Question

What is the electric field intensity at the centroid of an equilateral triangle carrying an equal charge q at each of the vertices?
(A) Zero
(B) $ \dfrac{{\sqrt 2 kq}}{{{r^2}}} $
(C) $ \dfrac{{kq}}{{\sqrt 2 {r^2}}} $
(D) $ \dfrac{{3kq}}{{{r^2}}} $

Answer 1

Hint
The electric field from positive charges moves outwards. For equally distant charges, the electric field intensity at an equally distant point is the same.

Complete step by step answer
Electric field is the physical force on a point exerted by a charge. The field lines tend to move outwards from a positive charge, while for a negative charge they go in. It can be imagined as a loop of flow from the positive to the negative charge. The stronger the electric fields at one point, the stronger is the electrical force experienced there.
In this question, we are asked to find the electric field intensity at the centroid of an equilateral triangle. A positive charge $ q $ is placed at each of the vertices. As you can see, all the charges are equally distant from each other as they are in the formation of an equilateral triangle. The point at which we have to find the electric field intensity is also equally distant as it is the centroid of the triangle.

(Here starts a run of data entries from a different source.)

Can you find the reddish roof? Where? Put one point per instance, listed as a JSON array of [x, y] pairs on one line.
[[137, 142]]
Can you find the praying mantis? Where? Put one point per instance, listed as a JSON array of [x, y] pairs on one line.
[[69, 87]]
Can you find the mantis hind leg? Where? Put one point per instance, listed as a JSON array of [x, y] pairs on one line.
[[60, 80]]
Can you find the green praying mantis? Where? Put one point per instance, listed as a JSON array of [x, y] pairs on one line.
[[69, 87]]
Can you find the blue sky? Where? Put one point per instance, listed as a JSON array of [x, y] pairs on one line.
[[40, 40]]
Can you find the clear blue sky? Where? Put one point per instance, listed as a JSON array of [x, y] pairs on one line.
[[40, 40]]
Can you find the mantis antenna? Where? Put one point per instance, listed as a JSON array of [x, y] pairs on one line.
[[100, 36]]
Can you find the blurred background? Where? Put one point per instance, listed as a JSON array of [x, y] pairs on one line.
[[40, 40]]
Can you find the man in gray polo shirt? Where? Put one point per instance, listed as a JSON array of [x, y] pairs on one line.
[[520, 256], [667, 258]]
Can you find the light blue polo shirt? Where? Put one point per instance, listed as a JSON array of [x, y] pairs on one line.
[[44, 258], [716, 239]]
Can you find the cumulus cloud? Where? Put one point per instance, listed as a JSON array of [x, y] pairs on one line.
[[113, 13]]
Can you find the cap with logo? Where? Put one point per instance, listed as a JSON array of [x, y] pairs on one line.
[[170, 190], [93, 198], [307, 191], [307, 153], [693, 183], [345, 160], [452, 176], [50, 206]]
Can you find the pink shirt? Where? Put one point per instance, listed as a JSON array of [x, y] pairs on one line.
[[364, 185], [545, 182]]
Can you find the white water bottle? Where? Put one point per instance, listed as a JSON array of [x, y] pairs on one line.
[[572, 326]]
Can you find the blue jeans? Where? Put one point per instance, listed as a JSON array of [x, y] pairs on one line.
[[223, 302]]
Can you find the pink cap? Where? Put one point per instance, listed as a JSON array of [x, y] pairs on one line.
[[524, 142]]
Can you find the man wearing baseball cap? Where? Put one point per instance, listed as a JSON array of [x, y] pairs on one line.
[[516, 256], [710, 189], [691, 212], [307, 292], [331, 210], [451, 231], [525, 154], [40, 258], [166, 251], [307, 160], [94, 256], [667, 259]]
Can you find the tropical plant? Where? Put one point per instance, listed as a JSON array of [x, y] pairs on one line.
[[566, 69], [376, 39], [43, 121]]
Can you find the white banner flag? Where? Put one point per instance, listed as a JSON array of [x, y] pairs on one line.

In other words, this 3-charge system would look the same no matter how we turn it. Because of the similar properties, the force exerted by each charge on the centroid O would be the same. As these are positive charges, the direction of the field would be outwards and towards the midpoint of the opposite lines. For example, the field by charge at point A would be directed towards the midpoint of line BC. The same goes for all other charges.
As the magnitude of electric field intensity remains the same for all the three charges, the only thing to take care of now is the direction. The three vectors would form a triad, consequently.
We know that the electric fields in the form of a triad cancel each other. Hence, the total electric field at the centroid O would be zero.
Thus, the answer is option (C).

Note
As we saw, charge systems that have symmetry are mostly very easy to solve. Many times the charges cancel out each other because of opposite directions and equal magnitudes. Recognising this symmetry helps reduce a lot of calculation work.